As Harry had no vanity she was able to concentrate on whomever she encountered. She didn't think she was pretty. She didn't worry about the impression she was making. Her focus was on the other person. This quality beguiled more men than her looks once they got around to really studying her. There was an innocence about her. It never occurred to her, not once, that she might be attractive to men. She had known her ex-husband since kindergarten. The art of flirting, of luring men, seemed irrelevant to her since she had always loved Fair. When he left her she assumed she'd never love again. She didn't launch into tirades about how awful men were, how they used women and dumped them, the usual cry of the abandoned female. Harry had seen women behave execrably toward men. As far as she was concerned one gender was as bad as the other.

Fair's attempts to reconcile touched her. She truly loved him but now in quite a different way. At first she felt she could never trust him again. Lately, she thought maybe she could. He'd learned and she'd learned but the difficult part was that she didn't know if she'd feel romantic about him again. Certainly she could go to bed with him. She knew his body the way a blind woman knows Braille. However, that didn't constitute romantic desire.

She didn't share these thoughts with Susan or Miranda. Harry kept her deepest thoughts to herself, sometimes asking the animals for their opinion.

As Mrs. Murphy watched Harry approach the truck she felt the lightness in her step, the surge of energy that illuminated her human's face.

“How could Diego not like Mom . . . but is he good enough?” Mrs. Murphy stretched. “After all, we are better judges of character than humans. We need to check out this situation.”

“You're right and I should have thought of that straight off.” Tucker felt guilty.

“You would have eventually.” Mrs. Murphy hopped into the bed of the truck just as Diego, of average height and muscular, hopped out.

“Oh, balls,” Pewter disagreed. “One human is pretty much like any other. They make a big deal out of these tiny, tiny differences but as a species they're all cut from the same cloth.”

“Mother's better.” Tucker defended Harry, whom she loved with all her heart.

“They do fuss over nits and nit-picking but I think they're very different from one another and that's their challenge. They are herd animals and they need one another to survive but they can't build communities to include everyone. It's a real mess. They don't understand their fundamental nature, which is to be part of the herd,” Murphy stated.

“I'm not part of any herd.” Pewter proudly jumped down next to Murphy.

“Of course not. You're a cat,” Murphy said.

“Murphy, this herd idea sounds good but you once said that dogs are pack animals and here I am—not with other dogs.” Tucker waited for Harry to put her in the cab of the truck.

“We're your pack.” Mrs. Murphy drove home her point. “The fact that we're cats plus one human is beside the point.”

“H-m-m.” Tucker pondered this as the humans chatted. “I never thought of that.”

“Mrs. Murphy, Cat Supreme.” Murphy pushed out her chest, then laughed.

“. . . merrier.” Diego finished his sentence, which had started out “The more.” He had agreed to ride in the cab of the truck with two cats, one dog, and Harry. He didn't seem to mind at all.

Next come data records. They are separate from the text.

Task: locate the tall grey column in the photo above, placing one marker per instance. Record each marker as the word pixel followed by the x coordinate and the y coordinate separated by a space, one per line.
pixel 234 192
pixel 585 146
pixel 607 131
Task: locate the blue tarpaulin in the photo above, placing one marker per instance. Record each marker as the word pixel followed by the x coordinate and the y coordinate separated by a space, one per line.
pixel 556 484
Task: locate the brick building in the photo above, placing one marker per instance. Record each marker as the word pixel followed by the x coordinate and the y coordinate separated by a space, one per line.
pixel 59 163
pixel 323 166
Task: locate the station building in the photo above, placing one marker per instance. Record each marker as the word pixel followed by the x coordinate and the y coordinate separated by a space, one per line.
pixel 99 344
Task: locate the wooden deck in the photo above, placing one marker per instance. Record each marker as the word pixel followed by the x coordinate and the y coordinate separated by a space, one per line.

Harry drove them around the back way. They parked near the main intersection, walking the last block. The cats remained in the truck with the windows open. Neither one liked crowds, although they usually rode on Harry's shoulders if they had to enter a fray. Pewter complained about the marching music. She preferred Mozart. Furthermore, the trumpets hurt her ears. Mrs. Murphy thought it was time for her noon nap.

Tucker eagerly accompanied Harry and Diego. As they reached the main intersection the people lined the road four deep, a lot for Crozet. At five feet ten inches, Diego could see over most of the crowd, but Harry, at five feet six, had to stand on her tiptoes.

Diego gently worked his way to the front, reached back for Harry's hand, and pulled her up with him. When people saw it was their postmistress carrying Tucker they gladly gave way.